# Special relativistic momentum

1. Nov 16, 2005

### thenewbosco

A particle disintegrates into two pieces: the first has mass 1.00 MeV/c^2 and momentum 1.75MeV/c
the second has mass 1.50 MeV/c^2 and momentum 2.00 MeV/c.

find the mass and speed of the original particle.

What i have done is used the fact that $$p=\gamma m v$$ as well as $$E^2 = p^2c^2 + (mc^2)^2$$ to derive that for the original particle: $$\gamma = m*v$$ where $$\gamma=\frac{1}{\sqrt{1-\frac{v^2}{c^2}}}$$
however this is two unknowns and one equation.

any help on this...

Last edited: Nov 16, 2005
2. Nov 16, 2005

### robphy

What happens during the disintgration? Do any quantities change or not change?

3. Nov 17, 2005

### Staff: Mentor

You have enough information about the pieces after the decay, to find their energies.

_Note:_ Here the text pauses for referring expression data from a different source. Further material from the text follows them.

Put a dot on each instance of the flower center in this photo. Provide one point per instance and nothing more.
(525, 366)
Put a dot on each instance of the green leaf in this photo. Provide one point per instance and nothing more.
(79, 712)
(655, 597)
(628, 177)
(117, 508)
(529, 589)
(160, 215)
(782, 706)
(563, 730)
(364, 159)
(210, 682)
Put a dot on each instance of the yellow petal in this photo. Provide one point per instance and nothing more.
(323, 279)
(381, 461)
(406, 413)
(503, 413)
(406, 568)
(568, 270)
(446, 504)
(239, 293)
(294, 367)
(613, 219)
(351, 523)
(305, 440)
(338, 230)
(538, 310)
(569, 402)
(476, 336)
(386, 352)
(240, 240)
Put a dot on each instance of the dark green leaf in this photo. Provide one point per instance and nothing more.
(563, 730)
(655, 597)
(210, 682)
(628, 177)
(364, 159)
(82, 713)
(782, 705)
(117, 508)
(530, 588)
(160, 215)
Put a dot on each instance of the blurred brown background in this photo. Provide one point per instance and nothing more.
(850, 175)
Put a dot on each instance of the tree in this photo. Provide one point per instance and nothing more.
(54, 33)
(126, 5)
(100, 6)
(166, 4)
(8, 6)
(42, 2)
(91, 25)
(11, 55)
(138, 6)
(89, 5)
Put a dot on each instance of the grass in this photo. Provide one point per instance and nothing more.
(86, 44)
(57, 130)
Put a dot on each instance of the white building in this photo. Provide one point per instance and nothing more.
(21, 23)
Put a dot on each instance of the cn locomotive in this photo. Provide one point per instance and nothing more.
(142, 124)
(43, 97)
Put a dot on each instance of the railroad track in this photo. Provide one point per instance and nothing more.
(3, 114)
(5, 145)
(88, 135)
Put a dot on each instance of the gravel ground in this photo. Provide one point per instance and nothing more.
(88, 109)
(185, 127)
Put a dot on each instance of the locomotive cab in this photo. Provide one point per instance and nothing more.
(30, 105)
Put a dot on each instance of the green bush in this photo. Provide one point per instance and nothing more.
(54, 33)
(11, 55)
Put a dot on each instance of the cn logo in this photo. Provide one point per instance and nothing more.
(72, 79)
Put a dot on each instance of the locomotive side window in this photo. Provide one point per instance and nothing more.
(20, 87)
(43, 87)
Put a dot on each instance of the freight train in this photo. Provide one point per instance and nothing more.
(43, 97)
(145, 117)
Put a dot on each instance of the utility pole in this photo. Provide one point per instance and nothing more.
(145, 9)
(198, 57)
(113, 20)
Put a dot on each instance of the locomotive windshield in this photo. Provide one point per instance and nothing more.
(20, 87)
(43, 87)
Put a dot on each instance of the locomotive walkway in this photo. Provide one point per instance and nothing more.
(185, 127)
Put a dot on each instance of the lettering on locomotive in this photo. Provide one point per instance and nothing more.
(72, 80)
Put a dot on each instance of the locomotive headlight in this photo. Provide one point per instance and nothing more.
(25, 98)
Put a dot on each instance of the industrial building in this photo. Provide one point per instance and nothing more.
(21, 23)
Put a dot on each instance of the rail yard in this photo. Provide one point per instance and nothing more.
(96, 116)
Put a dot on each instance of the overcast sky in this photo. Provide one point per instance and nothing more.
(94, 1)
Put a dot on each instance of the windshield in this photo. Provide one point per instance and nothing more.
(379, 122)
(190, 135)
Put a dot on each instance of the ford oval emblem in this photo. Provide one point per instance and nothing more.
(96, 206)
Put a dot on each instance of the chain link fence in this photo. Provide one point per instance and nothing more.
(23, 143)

Then you can apply conservation of energy and conservation of momentum to find the energy and momentum of the original particle, and from those, you can find the quantities that you're asked for.

4. Nov 17, 2005

### thenewbosco

i solved for the energies and got for the particle travelling in x: 1.79MeV and for the one in y:2.5 MeV.

now what i have done is set up the following:
for energies
$$E_{init}=\frac{mc^2}{\sqrt{1-\frac{u^2}{c^2}}}=(1.79+2.5)$$
for x momentum:
$$\frac{mu_{x}{\sqrt{1-\frac{(u_{x})^2}{c^2}}}}=1.75=p_{xf}$$
and y momentum:
$$\frac{mu_{y}{\sqrt{1-\frac{(u_{y})^2}{c^2}}}}=2.00=p_{yf}$$
(the tex code is wrong but the square roots should be in the denominator)
now by solving these three using $$(u_{x})^2+(u_{y})^2=u^2$$
i should be able to find the mass and speed...

is this correct?
thanks

Last edited: Nov 17, 2005
5. Nov 17, 2005

### Staff: Mentor

Yes, your method should work, although it might not be the simplest one in terms of the math involved.

You might consider calculating the magnitude of the initial momentum first, from the x and y components (which you already know). Note that the problem asks only for the speed of the original particle, and not its direction of motion.